A talent you have, the one you miss

Even when I was publishing the magazine and writing for other publications apart mine, I was never considering me as a writer. I was always feeling as an impostor anyway: now I feel I am a writer and have developed a skill. I also recently discovered I can write poetry in Arabic and in English. And I feel I want to do something with music (in Berlin I was attending music workshops with softwares, I want to come back to that). I feel also singing helps a lot into improving your communications skills and I want to practice it.

 

 

Any favorite food and drink?

I love Arak which is our version of an anise drink.

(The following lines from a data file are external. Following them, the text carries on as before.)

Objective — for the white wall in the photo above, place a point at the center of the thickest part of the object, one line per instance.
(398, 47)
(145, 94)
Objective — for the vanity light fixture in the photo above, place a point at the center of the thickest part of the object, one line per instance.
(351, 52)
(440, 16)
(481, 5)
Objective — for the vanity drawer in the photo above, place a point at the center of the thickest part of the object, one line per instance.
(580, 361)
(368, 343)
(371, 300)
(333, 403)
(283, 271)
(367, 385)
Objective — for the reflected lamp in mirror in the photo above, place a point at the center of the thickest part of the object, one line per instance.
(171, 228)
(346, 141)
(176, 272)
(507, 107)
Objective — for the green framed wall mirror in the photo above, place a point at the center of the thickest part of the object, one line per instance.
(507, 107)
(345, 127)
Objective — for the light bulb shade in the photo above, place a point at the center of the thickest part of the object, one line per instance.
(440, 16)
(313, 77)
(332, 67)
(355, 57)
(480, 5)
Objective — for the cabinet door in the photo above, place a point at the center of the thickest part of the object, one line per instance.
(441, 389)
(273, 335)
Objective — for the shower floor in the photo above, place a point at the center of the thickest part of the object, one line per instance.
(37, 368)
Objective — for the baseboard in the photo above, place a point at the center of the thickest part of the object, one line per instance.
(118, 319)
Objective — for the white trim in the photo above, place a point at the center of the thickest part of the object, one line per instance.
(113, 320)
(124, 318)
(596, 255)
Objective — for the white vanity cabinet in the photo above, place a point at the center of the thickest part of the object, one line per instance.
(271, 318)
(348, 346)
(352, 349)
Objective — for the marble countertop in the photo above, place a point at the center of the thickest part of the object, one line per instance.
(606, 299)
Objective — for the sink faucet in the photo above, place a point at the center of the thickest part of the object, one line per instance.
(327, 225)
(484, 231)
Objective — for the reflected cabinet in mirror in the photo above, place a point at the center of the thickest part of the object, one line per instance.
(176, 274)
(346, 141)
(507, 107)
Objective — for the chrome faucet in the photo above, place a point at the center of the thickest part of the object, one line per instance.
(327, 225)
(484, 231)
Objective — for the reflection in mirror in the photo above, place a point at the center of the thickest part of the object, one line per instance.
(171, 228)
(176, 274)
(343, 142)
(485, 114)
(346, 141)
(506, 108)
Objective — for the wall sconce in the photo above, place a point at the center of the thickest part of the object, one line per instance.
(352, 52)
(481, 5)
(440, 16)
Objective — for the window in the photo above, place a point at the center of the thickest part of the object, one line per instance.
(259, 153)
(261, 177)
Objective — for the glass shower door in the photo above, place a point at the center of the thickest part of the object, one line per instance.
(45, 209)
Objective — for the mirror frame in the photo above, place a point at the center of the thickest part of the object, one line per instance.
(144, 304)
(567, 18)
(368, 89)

I love to drink it accompanied with our versions of ‘tapas’, called mezze, a perfect combination!

 

 

The music and the book with you in these days?

I’m reading a book called Alif the Unseen by G. Willow Wilson which my friend collaborator – who is American with Indian origins – gave it to me last time she was in Beirut, it’s fiction and did not read it since longtime (I left it in Beirut). It’s the story of a programmer settled in Middle East.

Now I’m very much into electronic music in order to be able to make this music by myself. When you see dance-floors you can easily think it’s a model of interaction for our future.

 

 

Where do you see yourself in ten years from now given you’re still very young, just 32 years old…

I don’t know. Maybe still in the Middle East, by using Beirut as base to travel a lot, which is something I love to do.

I would love to write a book and in maybe in ten years I would have accomplished and published it.

Maybe in ten years I would have sorted my ideal multimedia form to publish again The Outpost, it’s just a question of time about how, where and why.

 

 

Is there something special you’ve learned from life so far? This questions is normally the most difficult for any of our interviewed people of this world…

We always say – as part of this culture – that the more efforts you put in something the higher will be the places you’re gonna reach.

I feel that this culture really glorifies the struggle. We have to struggle, to put so much pain and hardship effort to do something!

I actually realized the opposite: the more effortless and joyful and enjoyable the process is the better the result will be. And I have learned this in the hard way!

 

 

The Ibrahim Nehme’s story was already on our radars since 2015 but has been suggested by one of our Swedish readers – Livia Podestà.

The Ibrahim’s cover portrait (ph. Diana Marrone) has been taken in a temporary wooden and social architecture sponsored by Swedish Institute for the Architecture Biennale in Venice, where me and him met for the interview.